Here is something more specific, a student lesson on endocrine disruptors and gender in animals.

http://www.niehs.nih.gov/health/ass...on_are_edcs_blurring_issues_of_gender_508.pdf

And here is a whole PDF from the World Health Organization on the current level of the science.
http://www.who.int/ceh/publications/endocrine/en/
 
A partial mechanism for some cases of autism...
Useful in the sense that it raises a hell of a lot of potentially good questions.

BTW: Most cases of autism where the cause has been identified (about 5%) are Fragile-X syndrome. It is a direct genetic cause... but even that is a bit odd since the mutation is a repeated triplet, and the severity of the symptoms correlates with the number of repeats present. So even Fragile-X alone produces a specturm.

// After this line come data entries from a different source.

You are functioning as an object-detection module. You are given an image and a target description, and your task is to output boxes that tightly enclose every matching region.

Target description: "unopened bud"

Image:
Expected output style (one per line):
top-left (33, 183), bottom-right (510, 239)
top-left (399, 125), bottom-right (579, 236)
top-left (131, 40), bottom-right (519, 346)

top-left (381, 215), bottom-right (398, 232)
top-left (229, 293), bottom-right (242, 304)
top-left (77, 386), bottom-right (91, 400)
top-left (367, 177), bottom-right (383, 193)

PS: The Fragile-X mutation was only sequenced last year because big repeats are basically impossilbe to sequence using short-read shotgun methods. We have cool technology to do long reads (up to about 15kb), but sadly it is relatively expensive so not really tractable to do whole genomes.
 
I find this encouraging. Knowing the causes of 'autism', notably AS may finally allow us to trigger it explicitly at a respectable rate, while more reliably avoiding non-functional autism disorders.

Seriously, all of the most respectable people, who are most devoted to dispassionate discussion of important issues, the ones who contribute the most novel ideas without the emotional investment that makes discussion impossible, these people have strong expressions of AS. The world would be a poorer place if people like me were 'socially normal' because that 'normality' is actually a hinderence.

At my workplace there's 30% AS representation, compared to the ~.5% representation within society. That can't be an accident. Software engineers, true philosophers (not Ions), chemical engineers. I'll take being clumsy and not being able to learn how to assert position in an unqueued line, in exchange for being able to model those things explicitly after observation and analysis, and then maybe making a computer that does it for me.
 
Seriously, all of the most respectable people, who are most devoted to dispassionate discussion of important issues, the ones who contribute the most novel ideas without the emotional investment that makes discussion impossible, these people have strong expressions of AS. The world would be a poorer place if people like me were 'socially normal' because that 'normality' is actually a hinderence.
It seems that early intervention (in the form of specialized play, exercizes, socialization, ect.) can greatly mitigate difficulties people with mild and moderate ASD face later on. The current standards (at least in Yolo county CA) are for intervention to start as soon as possible, normally between ages 2 and 3. Severe ASD is, well, severe, but mild cases can hopefully just become non-imparing variation.

BTW: Fragile-X normally causes some generalized retardation, so that appears to be pretty much "all bad" IMO.